Et ayant tourné la tête par-dessus son épaule pour voir de quel prince il s’agissait, Pardaillan aperçut en effet le plus magnifique seigneur qui eût jamais franchi le seuil de la Devinière : hautes bottes en peau fine, à éperons d’or, haut-de-chausses en velours violet, pourpoint de satin, aiguillettes d’or, rubans mauves, grand manteau de satin violet pâle, toque à plume violette agrafée à une émeraude ; et, dans ce costume, un jeune homme frisé, musqué, pommadé, parfumé, moustaches relevées au fer, joues fardées, lèvres passées au rouge : un mignon[1] splendide.

Le chevalier se leva et, son aiguille à la main, dit poliment :

— Veuillez entrer, monsieur.

— Va, dit l’inconnu — prince ou mignon — va dire à ton maître que Paul de Stuer de Caussade, comte de Saint-Mégrin, désire avoir l’honneur de l’entretenir.

— Pardon, dit froidement le chevalier, quel maître ?

— Mais le tien, ventre de biche ! J’ai dit ton maître, par le sambleu !

Pardaillan devint de glace, et avec la superbe tranquillité qui le caractérisait, répondit :

— Mon maître, c’est moi !

Mot énorme pour une époque où tout le monde, excepté le roi, avait un maître. Et encore le roi reconnaissait-il le pape pour son maître.

Saint-Mégrin fut étonné ou ne le fut pas ; il demeura impassible, craignant surtout de déranger la dentelle de sa collerette. Seulement, du haut de cette collerette, il laissa tomber ces mots :

— Seriez-vous, d’aventure, monsieur le chevalier de Pardaillan ?

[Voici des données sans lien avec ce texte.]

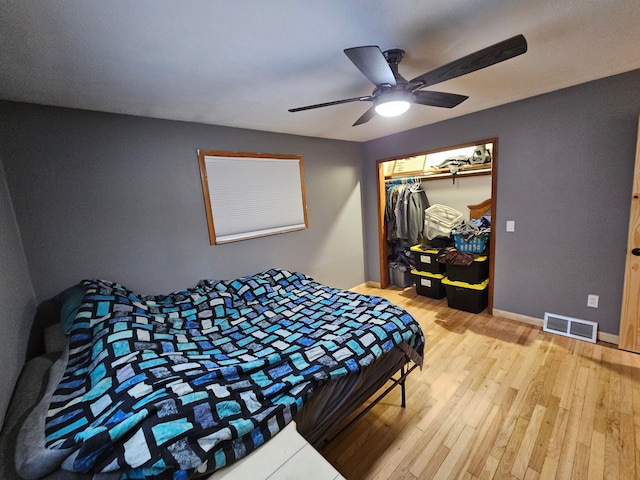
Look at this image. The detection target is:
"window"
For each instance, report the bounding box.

— J’ai cet honneur, fit le chevalier de cet air figure de raisin qui ébahissait les gens et les laissait perplexes, se demandant s’ils avaient affaire à un profond diplomate ou à un prodigieux naïf.

Saint-Mégrin, dans toutes les règles de l’art, se découvrit et exécuta sa révérence la plus exquise.

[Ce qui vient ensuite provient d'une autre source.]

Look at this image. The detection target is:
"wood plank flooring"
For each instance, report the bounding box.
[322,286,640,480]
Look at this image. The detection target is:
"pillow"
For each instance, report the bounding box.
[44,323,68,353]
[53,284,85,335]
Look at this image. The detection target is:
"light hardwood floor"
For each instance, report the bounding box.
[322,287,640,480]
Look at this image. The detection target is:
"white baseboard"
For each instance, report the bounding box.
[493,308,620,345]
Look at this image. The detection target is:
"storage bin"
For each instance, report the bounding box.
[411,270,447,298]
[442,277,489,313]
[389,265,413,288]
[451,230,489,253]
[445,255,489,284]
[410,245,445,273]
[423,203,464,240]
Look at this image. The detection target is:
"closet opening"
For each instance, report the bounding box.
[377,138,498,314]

Pardaillan ramena sur ses épaules son vieux manteau déteint, et d’un geste, désigna au comte l’unique fauteuil de la chambre, tandis qu’il s’asseyait sur une chaise.

— Chevalier, dit Saint-Mégrin, quand il eut pris place avec toutes les précautions imaginables pour ne pas froisser son manteau de satin violet pâle, je vous suis dépêché par monseigneur le duc de Guise pour vous dire qu’il vous tient en grande estime et haute admiration.

— Croyez bien, monsieur, fit Pardaillan du ton le plus naturel, que je lui rends cette estime et cette admiration.

— L’affaire d’hier vous a mis en fort belle posture.

— Quelle affaire ?… Ah ! oui… le pont de bois…

— Eh ! il n’est pas question que de cela à la cour. Et tout à l’heure, au lever de Sa Majesté, le récit en fut fait au roi par son poète favori, Jean Dorat, qui a assisté à la chose.

— Bon ! Et qu’a-t-il dit, ce poète ?

— Que vous méritiez la Bastille pour avoir sauvé deux criminelles. Car il paraît prouvé que les deux femmes étaient des criminelles qui se sauvaient.

— Et qu’a dit le roi ?

— Si vous étiez homme de cour, monsieur, vous sauriez que Sa Majesté parle

  1. Mignon : terme sous lesquels étaient désignés les favoris du duc d’Anjou, frère de Charles IX, futur Henri III.